When I was involved in the 90s Dallas music scene, I saw countless bands, but there were probably a handful of them that I genuinely got behind. One of them was a Dallas-based band called The Reach. We played a gig with them once at The (now defunct) Green Room, and I bought their debut CD Closer on the spot. Although I wasn't entirely convinced that the album really captured the band, it was an enjoyable listen.
What I found appealing about The Reach, more than anything else, is the fascinating way in which they blended the sounds of two very distinctive bands together into a cohesive style. It was as if two thirds of Rush (specifically, guitarist Alex Lifeson and drummer Neil Peart) and half of R.E.M. (singer Michael Stipe and bassist Mike Mills) all sat in with one another and, against all odds, found common ground. While it might be easy to judge the band for wearing these influences on their collective sleeve, I always thought it worked incredibly well in a live setting. They won me over as a fan, and I looked forward to playing gigs with them.
Time came and went: the Dallas music scene crashed and all the bands from that era that I connected with broke up.
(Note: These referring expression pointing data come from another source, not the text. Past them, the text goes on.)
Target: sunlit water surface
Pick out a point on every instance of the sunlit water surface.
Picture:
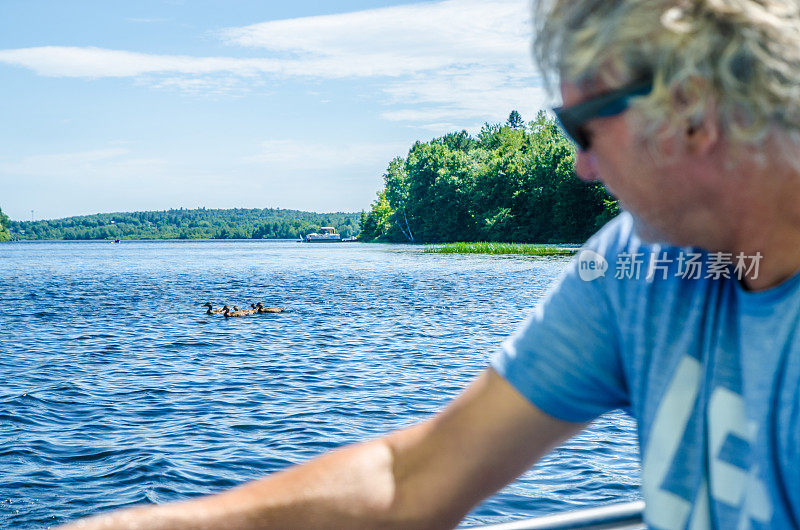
(118, 389)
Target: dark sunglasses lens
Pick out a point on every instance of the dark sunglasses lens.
(572, 129)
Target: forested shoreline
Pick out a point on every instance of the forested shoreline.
(200, 223)
(513, 182)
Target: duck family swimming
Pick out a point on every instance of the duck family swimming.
(227, 312)
(212, 311)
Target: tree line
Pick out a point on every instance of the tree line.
(200, 223)
(513, 182)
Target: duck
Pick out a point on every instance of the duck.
(262, 309)
(235, 313)
(211, 310)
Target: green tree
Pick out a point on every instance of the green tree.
(515, 121)
(511, 183)
(4, 224)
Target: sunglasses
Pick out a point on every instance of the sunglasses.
(573, 118)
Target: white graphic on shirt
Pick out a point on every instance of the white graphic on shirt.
(729, 484)
(664, 508)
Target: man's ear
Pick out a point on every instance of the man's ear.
(695, 100)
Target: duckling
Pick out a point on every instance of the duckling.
(211, 310)
(235, 313)
(262, 309)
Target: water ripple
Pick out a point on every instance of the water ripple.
(120, 390)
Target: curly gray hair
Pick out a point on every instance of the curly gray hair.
(741, 55)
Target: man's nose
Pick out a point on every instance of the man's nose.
(586, 166)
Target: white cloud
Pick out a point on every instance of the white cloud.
(299, 155)
(452, 61)
(113, 163)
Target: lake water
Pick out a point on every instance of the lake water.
(118, 389)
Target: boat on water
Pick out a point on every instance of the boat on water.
(326, 234)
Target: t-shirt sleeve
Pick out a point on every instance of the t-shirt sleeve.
(565, 359)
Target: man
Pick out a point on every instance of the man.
(689, 112)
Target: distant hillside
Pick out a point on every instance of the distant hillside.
(201, 223)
The great live work of many of these bands was flattened into the various CDs that I got at their shows. The independent studio practices of the day, despite being terribly expensive, often rendered these artifacts sadly muffled, unclear, and bereft of soul. In most cases, however, they are all that I have left from that time. I was a little distraught, then, when I discovered in 2008 that somewhere along the line, my copy of Closer had disappeared.
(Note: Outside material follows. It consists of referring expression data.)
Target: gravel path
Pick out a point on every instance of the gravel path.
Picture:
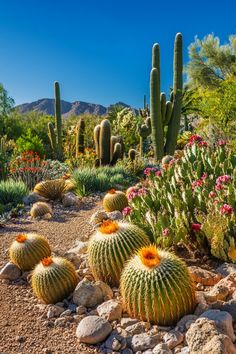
(24, 327)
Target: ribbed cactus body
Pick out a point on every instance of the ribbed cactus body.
(53, 279)
(111, 246)
(156, 287)
(173, 128)
(28, 249)
(80, 129)
(115, 200)
(104, 141)
(40, 209)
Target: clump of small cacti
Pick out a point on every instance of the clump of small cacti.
(79, 136)
(40, 209)
(53, 279)
(111, 246)
(55, 135)
(156, 287)
(54, 189)
(115, 200)
(108, 148)
(28, 249)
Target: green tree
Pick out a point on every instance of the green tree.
(210, 62)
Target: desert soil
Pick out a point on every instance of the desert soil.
(24, 327)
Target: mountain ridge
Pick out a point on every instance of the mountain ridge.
(46, 105)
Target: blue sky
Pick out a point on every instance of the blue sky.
(99, 51)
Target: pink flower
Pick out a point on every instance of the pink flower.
(211, 194)
(166, 232)
(221, 142)
(158, 173)
(126, 211)
(219, 187)
(223, 179)
(226, 209)
(196, 227)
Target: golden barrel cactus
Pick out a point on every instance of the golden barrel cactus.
(115, 200)
(54, 189)
(53, 279)
(28, 249)
(111, 246)
(40, 209)
(157, 287)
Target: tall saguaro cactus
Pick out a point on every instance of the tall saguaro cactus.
(173, 127)
(165, 113)
(55, 135)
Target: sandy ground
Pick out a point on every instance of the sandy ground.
(24, 327)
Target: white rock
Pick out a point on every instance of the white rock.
(93, 330)
(161, 348)
(144, 341)
(10, 271)
(173, 338)
(223, 320)
(110, 310)
(87, 294)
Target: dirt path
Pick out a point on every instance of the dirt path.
(24, 327)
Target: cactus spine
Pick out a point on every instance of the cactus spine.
(28, 249)
(80, 128)
(55, 135)
(156, 287)
(53, 279)
(111, 246)
(174, 124)
(165, 113)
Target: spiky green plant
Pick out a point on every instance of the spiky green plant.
(80, 128)
(111, 246)
(156, 287)
(55, 135)
(53, 279)
(28, 249)
(115, 200)
(40, 209)
(54, 189)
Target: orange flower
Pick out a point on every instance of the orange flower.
(149, 256)
(47, 261)
(108, 227)
(21, 238)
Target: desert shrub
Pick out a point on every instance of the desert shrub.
(90, 180)
(12, 193)
(200, 184)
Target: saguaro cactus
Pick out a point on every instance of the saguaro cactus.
(163, 112)
(55, 135)
(80, 128)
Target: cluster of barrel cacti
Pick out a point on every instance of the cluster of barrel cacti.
(200, 184)
(165, 113)
(109, 148)
(53, 278)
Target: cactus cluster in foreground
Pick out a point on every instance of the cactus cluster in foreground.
(53, 279)
(28, 249)
(111, 246)
(156, 287)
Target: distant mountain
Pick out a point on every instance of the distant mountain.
(46, 105)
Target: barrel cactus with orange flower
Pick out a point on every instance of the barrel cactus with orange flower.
(53, 279)
(156, 287)
(115, 200)
(111, 246)
(28, 249)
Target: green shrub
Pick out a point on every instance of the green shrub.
(12, 193)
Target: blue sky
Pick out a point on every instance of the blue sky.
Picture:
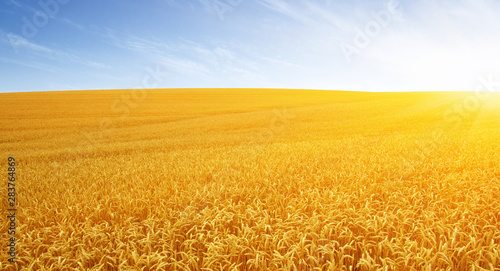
(316, 44)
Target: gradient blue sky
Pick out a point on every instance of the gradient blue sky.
(316, 44)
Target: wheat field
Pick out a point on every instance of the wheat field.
(246, 179)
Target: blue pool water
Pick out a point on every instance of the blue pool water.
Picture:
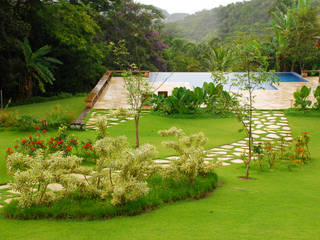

I set out on a search to see if it was even possible to replace the album, and I found, to my surprise, that there was another chapter in The Reach’s timeline. The guitarist/lead singer had moved to Colorado after the Dallas scene imploded, but through MySpace, he eventually reconnected with the drummer, who was still living in the Metroplex. They collaborated remotely (which was much less common in the early 00s than it is now) and completed their sophomore album Lift in 2003. I contacted the band about replacing my copy of Closer, and they were kind enough to send me both albums.
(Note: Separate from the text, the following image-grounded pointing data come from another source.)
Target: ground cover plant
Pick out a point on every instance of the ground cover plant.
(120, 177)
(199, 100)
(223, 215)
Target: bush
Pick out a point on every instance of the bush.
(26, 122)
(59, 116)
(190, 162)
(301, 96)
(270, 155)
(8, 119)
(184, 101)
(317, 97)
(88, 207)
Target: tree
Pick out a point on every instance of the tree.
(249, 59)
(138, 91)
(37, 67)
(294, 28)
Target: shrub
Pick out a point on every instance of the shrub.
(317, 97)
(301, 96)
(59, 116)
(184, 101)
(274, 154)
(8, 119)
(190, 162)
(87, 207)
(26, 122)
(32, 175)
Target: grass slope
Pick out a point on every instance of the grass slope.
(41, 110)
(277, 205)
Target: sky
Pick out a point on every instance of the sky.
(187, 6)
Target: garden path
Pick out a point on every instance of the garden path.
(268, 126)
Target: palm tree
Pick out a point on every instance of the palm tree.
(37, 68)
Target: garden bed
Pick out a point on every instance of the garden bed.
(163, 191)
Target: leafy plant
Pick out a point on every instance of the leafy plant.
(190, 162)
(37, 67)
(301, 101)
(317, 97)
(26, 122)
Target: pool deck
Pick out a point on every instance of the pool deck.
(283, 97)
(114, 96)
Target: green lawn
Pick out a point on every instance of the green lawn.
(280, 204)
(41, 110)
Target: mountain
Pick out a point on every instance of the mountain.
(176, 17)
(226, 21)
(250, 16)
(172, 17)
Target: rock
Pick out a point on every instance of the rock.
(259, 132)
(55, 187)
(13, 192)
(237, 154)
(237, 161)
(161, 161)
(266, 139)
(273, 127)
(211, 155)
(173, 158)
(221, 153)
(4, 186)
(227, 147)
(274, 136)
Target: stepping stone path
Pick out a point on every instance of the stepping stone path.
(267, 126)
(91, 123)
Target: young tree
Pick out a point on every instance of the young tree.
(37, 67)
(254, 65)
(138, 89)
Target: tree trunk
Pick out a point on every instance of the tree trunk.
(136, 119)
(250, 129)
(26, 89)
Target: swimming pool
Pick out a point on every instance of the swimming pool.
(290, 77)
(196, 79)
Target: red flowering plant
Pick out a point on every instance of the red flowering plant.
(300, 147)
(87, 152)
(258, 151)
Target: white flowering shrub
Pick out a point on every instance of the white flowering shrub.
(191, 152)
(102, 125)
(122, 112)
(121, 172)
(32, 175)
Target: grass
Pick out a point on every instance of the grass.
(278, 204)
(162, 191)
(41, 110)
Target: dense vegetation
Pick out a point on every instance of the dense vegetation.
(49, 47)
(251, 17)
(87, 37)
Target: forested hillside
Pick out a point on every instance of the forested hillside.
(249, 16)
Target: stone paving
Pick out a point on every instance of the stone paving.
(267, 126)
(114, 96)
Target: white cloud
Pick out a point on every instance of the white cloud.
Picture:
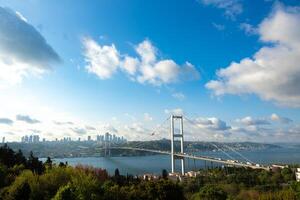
(21, 16)
(175, 111)
(130, 65)
(232, 8)
(23, 50)
(101, 60)
(212, 123)
(274, 71)
(249, 121)
(104, 61)
(277, 118)
(27, 119)
(249, 29)
(147, 52)
(148, 117)
(219, 27)
(178, 95)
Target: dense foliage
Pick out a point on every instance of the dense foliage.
(28, 178)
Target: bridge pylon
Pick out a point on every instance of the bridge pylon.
(173, 136)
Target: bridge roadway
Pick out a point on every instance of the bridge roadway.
(217, 160)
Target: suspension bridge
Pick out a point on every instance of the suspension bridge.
(181, 155)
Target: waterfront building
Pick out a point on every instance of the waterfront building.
(298, 174)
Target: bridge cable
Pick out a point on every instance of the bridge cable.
(195, 124)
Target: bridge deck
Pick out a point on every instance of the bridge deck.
(216, 160)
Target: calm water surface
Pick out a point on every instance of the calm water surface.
(156, 163)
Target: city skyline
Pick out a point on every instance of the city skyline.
(75, 69)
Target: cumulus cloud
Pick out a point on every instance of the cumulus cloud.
(104, 61)
(6, 121)
(273, 73)
(219, 27)
(79, 131)
(178, 95)
(232, 8)
(277, 118)
(175, 111)
(23, 50)
(211, 123)
(62, 123)
(101, 60)
(27, 119)
(249, 29)
(249, 121)
(147, 117)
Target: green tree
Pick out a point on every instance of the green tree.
(164, 174)
(19, 190)
(66, 193)
(211, 192)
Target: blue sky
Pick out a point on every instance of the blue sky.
(124, 66)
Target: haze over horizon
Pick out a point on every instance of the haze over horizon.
(73, 69)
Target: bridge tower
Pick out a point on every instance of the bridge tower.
(107, 144)
(176, 118)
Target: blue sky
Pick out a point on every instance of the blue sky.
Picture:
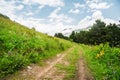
(51, 16)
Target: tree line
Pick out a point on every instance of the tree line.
(97, 34)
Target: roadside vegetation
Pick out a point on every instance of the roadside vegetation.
(103, 61)
(69, 66)
(20, 46)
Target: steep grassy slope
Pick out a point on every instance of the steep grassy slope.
(103, 61)
(20, 46)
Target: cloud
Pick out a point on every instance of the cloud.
(29, 13)
(102, 5)
(78, 5)
(9, 8)
(97, 15)
(52, 3)
(76, 11)
(59, 18)
(89, 20)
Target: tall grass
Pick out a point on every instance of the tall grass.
(20, 46)
(103, 61)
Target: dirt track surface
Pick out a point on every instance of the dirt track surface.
(50, 72)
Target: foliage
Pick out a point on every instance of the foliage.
(4, 16)
(20, 46)
(103, 61)
(71, 58)
(99, 33)
(60, 35)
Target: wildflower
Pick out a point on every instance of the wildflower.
(98, 55)
(101, 53)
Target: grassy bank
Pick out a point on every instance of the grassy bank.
(20, 46)
(103, 61)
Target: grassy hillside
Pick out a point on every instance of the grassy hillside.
(20, 46)
(103, 61)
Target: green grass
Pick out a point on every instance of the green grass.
(20, 46)
(72, 59)
(103, 61)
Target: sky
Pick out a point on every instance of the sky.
(53, 16)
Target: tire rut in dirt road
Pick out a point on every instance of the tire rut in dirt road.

Lift really impressed me when I first received it. As I have been revisiting it over the past couple of weeks, however, I am of the opinion that as a studio project, it has a conviction and clarity that renders its predecessor obsolete. Over the course of its thirteen tracks, it thunders and strums, convincingly overlapping the desolate rhythms of Grace Under Pressure with the fervent wailing of Document. It is actually a great album that stands independent of any nostalgic ideals I hold of my time in the thankless, but interesting, Dallas music scene. I highly suggest taking the time to track it down and give it a listen in full.